The Australian Taxation Office has agreed to a four-week adjournment in the case it launched to reclaim $1.3m in unpaid tax from Perth printer Picton Press.
The case was due to go before the Federal Court in Perth last Friday but was adjourned to a later date so Picton Press directors Gary Kennedy and Dennis Hague could meet with department officials and negotiate a resolution to enable them to continue to trade.
Picton Press went into voluntary administration in May 2018 with $9m debts but was able to continue trading and keep 30 people employed after creditors agreed to a Deed of Company Arrangement (DOCA) dependent on certain conditions.
At the time $6.8m was owed to secured creditors, made up of a number of banks, with $3.5m due to unsecured creditors and $660,000 in outstanding staff entitlements, including redundancy pay and superannuation.
Under the DOCA unsecured trade creditors owed less than $10,000 would receive full repayment, while those exceeding $10,000, including the ATO and a key paper supplier, would get just one to two cents in each dollar.
The agreement was that Picton would pay $205,000 to an unsecured creditors account four weeks after the vote, with a further $275,000 due on November 28, 2019.
This plan was put into action last November after the vote but hit a roadblock on December 21 when the ATO re-launched action to wind up the company over the unpaid tax debt.

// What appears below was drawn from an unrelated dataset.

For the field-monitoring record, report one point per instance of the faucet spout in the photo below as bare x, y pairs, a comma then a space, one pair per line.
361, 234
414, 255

“The case was meant to be heard last Friday but it was adjourned for a month with a view to trying to resolve the issues that the ATO has continued to have,” Cor Cordis administrator Jeremy Nipps, who constructed the DOCA with the Picton directors, told ProPrint.
Kennedy and Hague had sought the adjournment and Nipps says the fact the ATO has agreed to it is a good sign as it shows a willingness to try and find a resolution without incurring legal costs to wind up the troubled printer.

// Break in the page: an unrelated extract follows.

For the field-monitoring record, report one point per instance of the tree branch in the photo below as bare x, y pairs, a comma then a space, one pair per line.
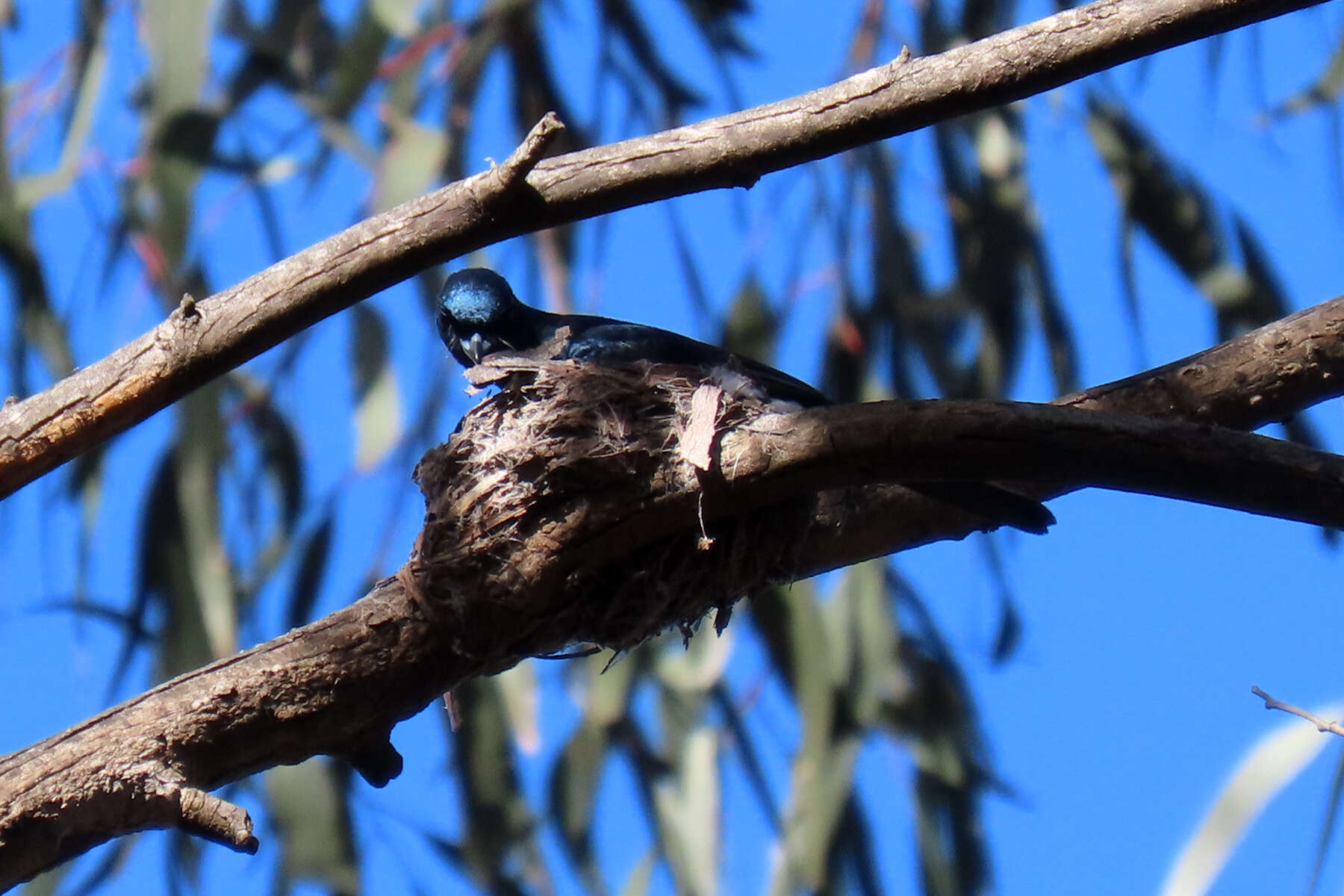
576, 570
206, 339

“We will meet with the ATO to try and understand further and in a little bit more detail what their concerns are with a view to try and resolve their concerns commercially but obviously if they can’t be resolved then that’s when the court needs to get involved and for them to form a view,” Nipps said.
Nipps is hopeful the matter can be sorted out without having to go to court to save money on court costs which would be of detriment to creditors.
“There is still uncertainty because they ATO has the application so it’s impacting not just the trade but the employees are also uncertain about what is going to happen with job security. The implications and the course of action that has been taken impact many people.”
Nipps said further adjournments could be applied for if necessary.